If you walk down the halls of the EE departments at Boeing, Intel, Volkswagon, etc. and say that current doesn't flow through a capacitor people will think you are a pedantic nerd. But in Physics Forums or an E&M lecture, your point is correct and appropriate.

 

[DaveE]

So you say this this to do with displacement current?

Yes

 

[lewando]

pedantic nerd

Who are you calling "pedantic"?



Had to look that one up just to be sure. Look, in this sub-forum, I assumed a B-level question/response. So I did not want to jump into any EM topics, off the bat. So my posts stand, look forward to any questions regarding them.

Best.

 

[DaveE]

Who are you calling "pedantic"?



Had to look that one up just to be sure.
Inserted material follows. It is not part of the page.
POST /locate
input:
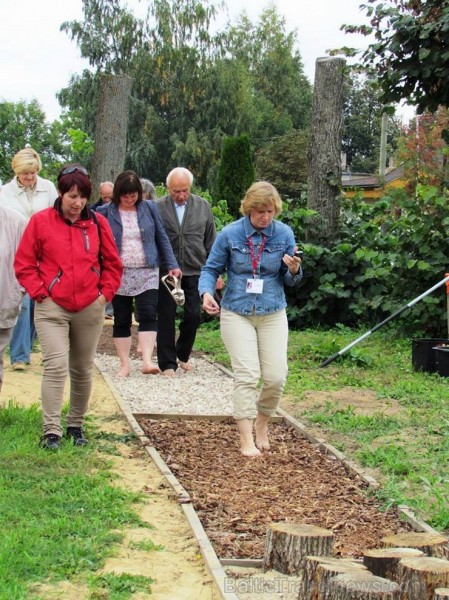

Look, in this sub-forum, I assumed a B-level question/response. So I did not want to jump into any EM topics, off the bat. So my posts stand, look forward to any questions regarding them.

Best.

Physics Forum - We're all pedantic nerds, that's kind of the point isn't it, LOL.

 

[jezza10181]

Yes

Just reminded myself about displacement current, and yes that makes total sense. Its a 'virtual current' that is associated with the magnetic field that is set up within the capacitor as the current starts to build. This displacement current to equal in fact to the current within the circuit, so this now makes sense.